Since the small molecule cannot cross the blood–brain barrier and enter the brain, the researchers used 400 nanometre-size carbon nanospheres made using glucose, which is self-fluorescent, and attached the molecule to its surface. The non-toxic nature of the small molecule has already been demonstrated in animals.
The JNCASR researchers in collaboration with a French team had in October 2018 used the same molecule to recover long-term memory in mice with Alzheimer’s disease.
When the spinal cord is injured, the tails (axons) of nerve cells that stretch up and down the spine are either damaged or even completely cut. So signals from the brain can no longer travel beyond the site of injury when axons are severed, leading to paralysis.
According to anecdotal evidence, people with an active lifestyle have greater chances of recovering after spinal cord injury compared with those who are not active. Researchers tested this on animals by providing them with a larger cage, more mice to interact with, exercise (running) wheel, unidentified objects before inflicting an injury to the spinal cord. The environmental, physical or social stimuli were priming the cells and boosting their potential to regenerate such that five weeks after spinal injury, the damaged nerve fibres regenerated at the site of injury. Some axons regenerated so well that they expanded beyond the lesion site.
This finding in animal models prompted the researchers to investigate the underlying molecular mechanism to identify a therapeutic target to achieve recovery after spinal injury. They found that post spinal cord injury, animals that were earlier exposed to different stimuli expressed changes in the Cbp enzyme–mediated acetylation. This change brought about by the enzyme caused an increase in the expression of a set of genes associated with regeneration and growth of axons.
Even in the case of their previous work where new neurons are produced which help in recovering long-term memory in mice with Alzheimer’s, a similar set of genes are activated by the Cbp enzyme. “Modification in the level of Cbp–mediated acetylation plays an important role in several biological phenomena including memory recovery, making new neurons as well as extending the length of the axons which connect the injured neurons,” says Prof. Kundu, presently the Director of CSIR-Central Drug Research Institute, Lucknow.

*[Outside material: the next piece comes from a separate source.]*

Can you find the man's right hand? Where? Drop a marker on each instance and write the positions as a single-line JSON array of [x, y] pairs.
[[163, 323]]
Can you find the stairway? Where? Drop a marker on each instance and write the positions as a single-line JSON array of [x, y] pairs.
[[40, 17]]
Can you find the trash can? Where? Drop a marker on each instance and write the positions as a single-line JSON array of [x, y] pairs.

“Mimicking the regenerative effect of environmental stimuli, we wanted to test if our small molecule could activate the Cbp enzyme and promote axon regeneration and recovery,” says Akash K. Singh, a PhD student at JNCASR and co-author of a paper published in the journal Science Translational Medicine .
In trials carried out in mice and rats, the small molecule injected four hours after the injury and once a week for five weeks resulted in regeneration and growth of axons at the site of injury. “The extent of regeneration and functional recovery of axons was nearly the same in both mice and rats. This proved our small molecule has a therapeutic effect,” says Dr. Sarmistha H. Sinha, post-doctoral fellow from JNCASR and co-author of the paper.
Behavioural tests
“Behavioural tests showed the mice could walk with fewer falls and slips due to imbalance. The number of times the animals slipped reduced with time. And on the floor, mice were also able to walk normally on the floor without limping,” says Prof. Kundu. “And the mice were able to quickly sense and remove the adhesive stuck to the hindpaws indicating recovery. When animals are paralysed they fail to sense the presence of the tape.”
“Along with the Imperial College London, we are exploring the possibility of conducting pre-clinical trials and jointly develop the molecule for therapeutic use in humans,” Prof. Kundu says.